It was recently reported that the world’s largest container ship docked at Felixstowe in Suffolk. The MSC Loeto has a capacity of 24,346 TEU, which is 20ft equivalent units and means that it can carry 24,346 standard shipping containers. The vessel is 400m long and was launched in April from Ningbo in China.
These supersized container vessels, also known as megaships or ULCVs (Ultra Large Container Vessels), are becoming increasingly common. ULCVs are defined as vessels that are up to 400m in length and have a capacity of over 18,500 TEU. Until the year 2000, the maximum capacity for a container ship was 10,000 TEU.
Maersk Line introduced a series of 13,000 TEU vessels in 2013, just 10 years ago. Every year since then, larger container ships have been introduced until we have arrived at today’s mega 24,000 plus TEU vessels. However, there is some debate as to just how beneficial these megaships are to the maritime industry. Here’s a look at some of the pros and cons.
Megaships have been developed because they can reduce the operational costs of shipping lines, making them more competitive and profitable. The credit crunch of 2008-9 saw some shipping companies operating at a loss, and this drove the urgency for strict economies of scale.
The more containers a ship can carry, the lower the cost per unit, and this has led to vessel sizes doubling within a decade. However, the increased capacity has not always matched demand, meaning that prices have become even more competitive and this has ultimately benefited exporters rather than the shipping lines.
There is an increasing emphasis on reducing CO2 emissions in the shipping industry, and meeting the 2050 zero carbon targets. Larger vessels are considered to be more environmentally friendly because they can carry more containers, thus reducing the amount of voyages needed to transport the equivalent amount of goods.
They are also constructed to modern standards and are more fuel efficient than older models, and produce less harmful emissions. Mega vessels sail at slower speeds, conserving fuel and resulting in less pollution. They also improve the efficiency of the supply chain, reducing the overall amount of journeys required.

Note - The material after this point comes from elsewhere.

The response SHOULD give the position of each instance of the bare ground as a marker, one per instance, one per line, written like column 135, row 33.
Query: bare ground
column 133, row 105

One of the biggest problems of megaships is that the infrastructure is not fully developed to cope with them. This means that they can only call at a limited number of ports, as they require extended turning lanes, bigger cranes for uploading and loading cargo, and more warehouse and haulage capacity.
They are also more of a hazard when sailing along narrow and congested routes, as was demonstrated by the blockage of the Suez Canal by the 400m long Ever Given in March 2021. Currently, only Asia-Europe shipping routes are able to cope with supersized vessels, which limits their usefulness.
Megaships also represent a higher liability to shipping companies, with higher losses in the event of an accident and higher insurance premiums. They are high maintenance assets that must operate at full volumes to remain profitable.